Caro direttore,
Nel 1992, qualche anno dopo l’apertura degli Archivi di Mosca, lo storico Franco Andreucci, scopre una lettera scritta da Palmiro Togliatti (alias "Ercoli") il 15 febbraio 1943 a Vincenzo Bianco (allora funzionario del Komintern).
Nella
lettera, suddivisa in vari capitoli, Togliatti risponde alle varie
questioni politiche sollevate dal Bianco. Al terzo capitolo (vedi pagine
7, 8 e 9) della lettera, dove Bianco evidentemente chiedeva a
Togliatti di fare qualcosa per i tanti prigionieri italiani nei Gulag
russi, la risposta di Togliatti è agghiacciante:
"…L’altra questione
sulla quale sono in disaccordo con te, è quella del trattamento dei
prigionieri. Non sono per niente feroce, come tu sai. Sono umanitario
quanto te, o quanto può esserlo una dama della Croce Rossa. La nostra
posizione di principio rispetto agli eserciti che hanno invaso la
Unione Sovietica, è stata definita da Stalin, e non vi è più niente da
dire. Nella pratica, però, se un buon numero dei prigionieri morirà, in
conseguenza delle dure condizioni di fatto, non ci trovo assolutamente
niente da dire, anzi e ti spiego il perché. Non c’è dubbio che il
popolo italiano è stato avvelenato dalla ideologia imperialista e
brigantista del fascismo. Non nella stessa misura che il popolo
tedesco, ma in misura considerevole. Il veleno è penetrato tra i
contadini, tra gli operai, non parliamo della piccola borghesia e degli
intellettuali, è penetrato nel popolo, insomma.

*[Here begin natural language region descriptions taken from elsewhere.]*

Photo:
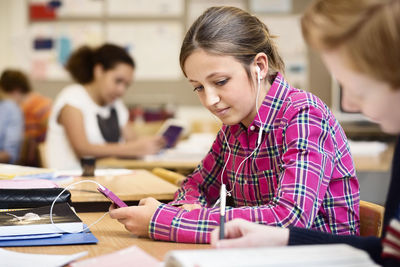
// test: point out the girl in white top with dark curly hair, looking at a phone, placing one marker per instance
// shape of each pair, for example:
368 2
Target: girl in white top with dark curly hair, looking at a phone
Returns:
89 118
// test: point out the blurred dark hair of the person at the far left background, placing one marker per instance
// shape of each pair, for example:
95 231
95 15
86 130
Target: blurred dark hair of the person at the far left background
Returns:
14 80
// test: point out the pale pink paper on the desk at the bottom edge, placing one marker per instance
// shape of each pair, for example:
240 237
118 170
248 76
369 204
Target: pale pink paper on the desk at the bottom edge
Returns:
131 256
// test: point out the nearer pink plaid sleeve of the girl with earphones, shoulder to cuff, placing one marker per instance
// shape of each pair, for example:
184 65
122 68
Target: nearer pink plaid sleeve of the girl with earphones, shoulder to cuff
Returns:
308 162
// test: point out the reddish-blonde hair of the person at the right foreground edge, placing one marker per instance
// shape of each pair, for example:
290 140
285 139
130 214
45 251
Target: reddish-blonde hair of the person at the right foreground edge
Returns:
367 31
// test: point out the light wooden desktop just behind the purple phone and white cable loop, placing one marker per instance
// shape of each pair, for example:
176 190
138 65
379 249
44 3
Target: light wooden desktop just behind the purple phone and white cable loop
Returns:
129 188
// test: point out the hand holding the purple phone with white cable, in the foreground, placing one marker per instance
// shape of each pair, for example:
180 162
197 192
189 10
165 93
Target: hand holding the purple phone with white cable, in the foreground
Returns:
136 219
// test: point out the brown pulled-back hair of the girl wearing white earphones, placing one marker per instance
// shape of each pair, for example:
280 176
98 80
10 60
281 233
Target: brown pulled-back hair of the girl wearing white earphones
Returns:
233 32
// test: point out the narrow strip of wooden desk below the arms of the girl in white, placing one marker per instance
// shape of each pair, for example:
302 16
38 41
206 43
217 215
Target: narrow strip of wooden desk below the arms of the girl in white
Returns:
183 167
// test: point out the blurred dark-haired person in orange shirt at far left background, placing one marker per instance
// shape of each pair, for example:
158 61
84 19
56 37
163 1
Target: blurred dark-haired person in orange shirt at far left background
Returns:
36 110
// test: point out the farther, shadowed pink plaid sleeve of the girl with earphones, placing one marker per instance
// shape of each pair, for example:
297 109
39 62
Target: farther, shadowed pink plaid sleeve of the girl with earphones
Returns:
202 186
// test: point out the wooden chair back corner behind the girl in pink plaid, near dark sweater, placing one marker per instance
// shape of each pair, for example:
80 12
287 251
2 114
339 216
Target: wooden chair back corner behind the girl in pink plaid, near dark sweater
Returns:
371 219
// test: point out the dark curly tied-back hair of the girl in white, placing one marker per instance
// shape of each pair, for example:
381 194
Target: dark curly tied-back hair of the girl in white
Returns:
81 63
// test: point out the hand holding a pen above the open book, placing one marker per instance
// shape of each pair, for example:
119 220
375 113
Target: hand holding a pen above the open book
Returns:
241 233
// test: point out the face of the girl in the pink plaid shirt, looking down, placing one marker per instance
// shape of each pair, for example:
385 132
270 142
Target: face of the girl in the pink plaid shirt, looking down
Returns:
223 87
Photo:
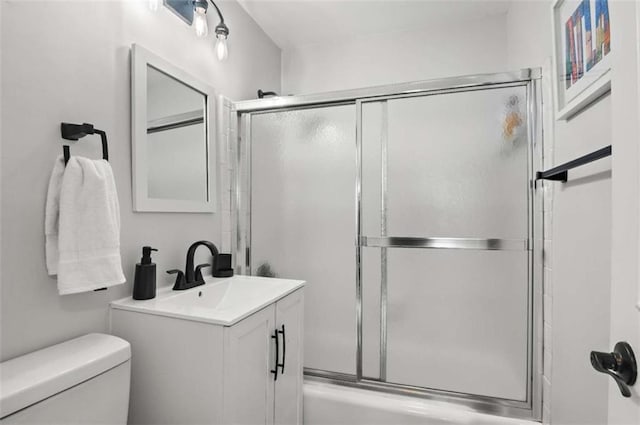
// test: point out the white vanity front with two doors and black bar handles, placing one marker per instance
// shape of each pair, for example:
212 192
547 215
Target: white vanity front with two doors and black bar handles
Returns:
257 390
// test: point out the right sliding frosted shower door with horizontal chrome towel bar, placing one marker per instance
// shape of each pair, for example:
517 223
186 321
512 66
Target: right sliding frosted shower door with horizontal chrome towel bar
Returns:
445 229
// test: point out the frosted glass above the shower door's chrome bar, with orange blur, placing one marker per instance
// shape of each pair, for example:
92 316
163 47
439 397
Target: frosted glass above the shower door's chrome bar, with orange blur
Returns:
456 164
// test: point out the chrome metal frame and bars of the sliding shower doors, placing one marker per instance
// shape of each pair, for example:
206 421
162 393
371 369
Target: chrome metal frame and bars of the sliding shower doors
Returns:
531 408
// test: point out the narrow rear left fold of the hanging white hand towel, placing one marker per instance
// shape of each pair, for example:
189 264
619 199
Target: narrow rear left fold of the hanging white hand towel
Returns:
51 216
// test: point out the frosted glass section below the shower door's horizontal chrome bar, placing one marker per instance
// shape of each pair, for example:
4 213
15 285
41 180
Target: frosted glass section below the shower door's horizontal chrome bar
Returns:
457 321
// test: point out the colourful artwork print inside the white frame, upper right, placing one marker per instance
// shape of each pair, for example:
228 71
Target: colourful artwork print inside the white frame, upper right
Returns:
583 48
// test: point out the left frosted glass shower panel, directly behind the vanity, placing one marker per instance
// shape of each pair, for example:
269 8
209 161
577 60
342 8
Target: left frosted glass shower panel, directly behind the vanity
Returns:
303 221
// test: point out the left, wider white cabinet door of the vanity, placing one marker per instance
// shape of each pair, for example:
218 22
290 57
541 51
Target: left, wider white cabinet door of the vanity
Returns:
249 359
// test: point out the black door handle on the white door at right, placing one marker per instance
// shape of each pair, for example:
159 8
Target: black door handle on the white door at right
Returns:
620 365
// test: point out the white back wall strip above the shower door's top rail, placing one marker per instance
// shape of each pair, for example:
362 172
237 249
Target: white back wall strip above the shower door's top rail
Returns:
459 48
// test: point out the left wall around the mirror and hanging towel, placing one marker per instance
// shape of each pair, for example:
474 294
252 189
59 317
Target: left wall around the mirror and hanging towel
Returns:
70 61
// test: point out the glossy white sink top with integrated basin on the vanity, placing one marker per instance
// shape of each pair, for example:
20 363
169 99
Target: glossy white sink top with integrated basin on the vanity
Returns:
222 301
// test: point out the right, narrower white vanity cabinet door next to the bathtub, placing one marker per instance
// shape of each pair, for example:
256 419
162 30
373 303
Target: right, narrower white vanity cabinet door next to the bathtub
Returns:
288 394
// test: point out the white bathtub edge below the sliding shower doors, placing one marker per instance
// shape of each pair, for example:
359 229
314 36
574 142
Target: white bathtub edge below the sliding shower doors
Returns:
329 404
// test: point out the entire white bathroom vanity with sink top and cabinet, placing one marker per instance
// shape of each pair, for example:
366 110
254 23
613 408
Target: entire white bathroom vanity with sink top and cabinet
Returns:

Il fatto che per
migliaia e migliaia di famiglie la guerra di Mussolini, e soprattutto la
spedizione contro la Russia, si concludano con una tragedia, con un
lutto personale, è il migliore, è il più efficace degli antidoti.
Quanto più largamente penetrerà nel popola la convinzione che
aggressione contro altri paesi significa rovina e morte per il proprio,
significa rovina e morte per ogni cittadino individualmente preso,
tanto meglio sarà per l’avvenire d’Italia…".